On the face of it, avoiding Accutane while you’re trying to conceive (or avoiding conception while taking Accutane) is just like taking prenatal vitamins—you must do it because you ought to protect your future child. When we look closer, though, it’s clear the rationale is actually very different. If you avoid conceiving while on Accutane and conceive a year later, it’s not as if you’ll be helping any baby who would have been born with abnormal ears. That baby won’t be born at all, as opposed to being born later with normal ears. Rather, you’ll be switching to having a different baby altogether— a baby formed from a different egg and different sperm. You will not have protected one baby, but will have instead selected between the earlier-born baby with malformed ears and a later-born normal baby. If protection is mandatory, selection may seem mandatory, only because it’s so easily confused with protection. Is it really mandatory to select the better off of two different babies? (Because it involves two nonidentical babies, this puzzle exemplifies what philosophers refer to as "the nonidentity problem”)

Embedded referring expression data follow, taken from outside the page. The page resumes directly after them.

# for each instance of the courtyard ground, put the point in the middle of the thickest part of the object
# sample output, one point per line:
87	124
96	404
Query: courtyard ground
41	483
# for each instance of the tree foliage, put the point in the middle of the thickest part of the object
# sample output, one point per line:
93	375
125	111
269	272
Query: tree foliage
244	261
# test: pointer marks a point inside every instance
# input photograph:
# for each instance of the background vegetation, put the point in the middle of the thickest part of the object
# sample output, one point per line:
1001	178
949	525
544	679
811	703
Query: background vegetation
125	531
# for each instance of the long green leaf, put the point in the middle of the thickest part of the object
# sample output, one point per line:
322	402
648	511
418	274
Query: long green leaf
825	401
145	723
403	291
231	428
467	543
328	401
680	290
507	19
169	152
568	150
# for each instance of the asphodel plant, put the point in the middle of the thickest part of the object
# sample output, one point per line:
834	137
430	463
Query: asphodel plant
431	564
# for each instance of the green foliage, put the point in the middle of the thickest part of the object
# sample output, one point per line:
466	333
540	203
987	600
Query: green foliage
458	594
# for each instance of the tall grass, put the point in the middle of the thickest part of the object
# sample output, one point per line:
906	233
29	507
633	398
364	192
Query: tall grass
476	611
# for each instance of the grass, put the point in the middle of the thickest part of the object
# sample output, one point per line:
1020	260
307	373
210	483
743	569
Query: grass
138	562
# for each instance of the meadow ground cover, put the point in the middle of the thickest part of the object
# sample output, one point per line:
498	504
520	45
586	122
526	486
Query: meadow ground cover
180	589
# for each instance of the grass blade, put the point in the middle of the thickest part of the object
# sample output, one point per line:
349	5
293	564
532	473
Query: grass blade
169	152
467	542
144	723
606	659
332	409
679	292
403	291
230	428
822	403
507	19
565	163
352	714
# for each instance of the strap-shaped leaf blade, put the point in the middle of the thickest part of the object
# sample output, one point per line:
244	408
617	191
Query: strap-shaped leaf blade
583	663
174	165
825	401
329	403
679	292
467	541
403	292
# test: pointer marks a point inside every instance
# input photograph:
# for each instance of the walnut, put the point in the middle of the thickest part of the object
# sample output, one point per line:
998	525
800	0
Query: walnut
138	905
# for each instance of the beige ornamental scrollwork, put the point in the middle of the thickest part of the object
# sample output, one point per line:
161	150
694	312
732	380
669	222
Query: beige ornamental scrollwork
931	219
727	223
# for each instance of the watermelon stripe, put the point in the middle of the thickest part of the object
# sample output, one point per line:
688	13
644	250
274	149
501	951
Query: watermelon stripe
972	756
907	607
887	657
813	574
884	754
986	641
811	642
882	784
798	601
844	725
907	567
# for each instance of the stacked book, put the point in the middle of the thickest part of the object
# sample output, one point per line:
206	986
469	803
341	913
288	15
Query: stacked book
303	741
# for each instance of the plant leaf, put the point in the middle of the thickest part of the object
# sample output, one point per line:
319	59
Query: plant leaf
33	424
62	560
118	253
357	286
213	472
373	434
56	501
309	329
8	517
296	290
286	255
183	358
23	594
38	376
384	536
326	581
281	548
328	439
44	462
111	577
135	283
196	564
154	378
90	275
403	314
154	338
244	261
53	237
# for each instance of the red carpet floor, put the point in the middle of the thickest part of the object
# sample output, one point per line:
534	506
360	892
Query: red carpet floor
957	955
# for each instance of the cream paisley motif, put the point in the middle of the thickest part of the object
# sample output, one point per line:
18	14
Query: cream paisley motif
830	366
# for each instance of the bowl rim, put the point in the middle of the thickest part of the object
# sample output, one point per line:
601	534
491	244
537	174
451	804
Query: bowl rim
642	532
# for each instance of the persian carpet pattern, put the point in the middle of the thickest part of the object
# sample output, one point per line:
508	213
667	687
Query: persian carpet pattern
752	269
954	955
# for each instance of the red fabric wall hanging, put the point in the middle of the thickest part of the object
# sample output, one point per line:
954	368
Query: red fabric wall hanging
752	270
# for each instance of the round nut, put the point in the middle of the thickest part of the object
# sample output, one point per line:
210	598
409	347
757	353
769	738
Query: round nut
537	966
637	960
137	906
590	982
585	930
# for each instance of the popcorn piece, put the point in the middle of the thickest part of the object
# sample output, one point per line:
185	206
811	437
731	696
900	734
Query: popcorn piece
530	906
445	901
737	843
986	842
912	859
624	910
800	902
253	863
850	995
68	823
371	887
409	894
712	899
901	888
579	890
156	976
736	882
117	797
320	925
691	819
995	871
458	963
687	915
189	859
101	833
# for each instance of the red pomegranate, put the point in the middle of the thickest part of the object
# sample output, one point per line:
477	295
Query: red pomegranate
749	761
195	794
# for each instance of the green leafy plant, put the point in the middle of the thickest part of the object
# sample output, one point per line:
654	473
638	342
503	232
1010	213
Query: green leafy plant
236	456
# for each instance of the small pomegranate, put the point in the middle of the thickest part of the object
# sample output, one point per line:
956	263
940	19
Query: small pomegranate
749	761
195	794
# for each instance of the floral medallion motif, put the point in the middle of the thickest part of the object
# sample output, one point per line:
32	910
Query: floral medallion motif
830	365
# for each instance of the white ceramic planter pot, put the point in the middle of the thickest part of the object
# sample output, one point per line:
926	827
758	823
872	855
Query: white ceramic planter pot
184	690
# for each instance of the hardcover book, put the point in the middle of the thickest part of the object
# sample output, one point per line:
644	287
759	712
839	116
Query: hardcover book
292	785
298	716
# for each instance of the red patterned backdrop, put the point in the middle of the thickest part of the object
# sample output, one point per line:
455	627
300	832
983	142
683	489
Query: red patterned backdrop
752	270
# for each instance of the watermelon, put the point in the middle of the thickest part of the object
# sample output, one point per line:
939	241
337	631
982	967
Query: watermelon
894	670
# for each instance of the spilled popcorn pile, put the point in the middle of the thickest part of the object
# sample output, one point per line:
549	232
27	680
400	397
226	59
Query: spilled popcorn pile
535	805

This becomes a more urgent question when we notice all the different ways we can be selective. Another way, besides optimally timing conception, is by getting advice from a genetic counselor or buying a genetic testing kit—they are even available online.

Information can be obtained simply by swabbing the inside of your cheek and mailing the sample back to a lab. The test will disclose your chances of having a child with hundreds of conditions. If you found out you were a carrier for a very serious condition, you might think it was worthwhile to opt for IVF and preimplantation genetic diagnosis (PGD); that would give you the chance to select among several embryos, discarding those with abnormalities. Once again, you would be selecting among several embryos, as opposed to protecting one—giving one already destined for existence the best chance in life.

Selection is also an option for someone who undergoes IVF simply due to infertility—with no particular desire to control which child she conceives. If conception is successful, there may be too many embryos to implant them all safely. A choice among them will have to be made somehow. PGD could be used to decide which embryo or embryos to implant.

Besides protecting one embryo (or fetus) and selecting between two, there is also the possibility of modifying an embryo, thereby altering the characteristics of a future child. So we have a total of three ways to optimize: through protection, selection, and modification. But each of those can take several forms. For instance, you can protect your future child from having abnormal ears, or protect the child from being deprived of stellar intelligence. Likewise, for selection and modification: they can be done to avoid unwanted traits or pursue desired traits. The literature on optimizing refers to avoiding the unwanted as “therapy” and pursuing the wanted as “enhancement,” terms that I will occasionally use but with a warning: in cases of selection they’re misleading. For in cases of selection, no one child is enhanced or receives therapy. Rather, the more advantaged of two possible children is selected.

At some point along the spectrum from taking prenatal vitamins, to timing conception auspiciously, to selecting better embryos, to modifying embryos, does the practice of optimizing pregnancy outcome become too meddlesome? At what point, if ever, do parents go from acceptable or even obligatory protecting to something more pernicious?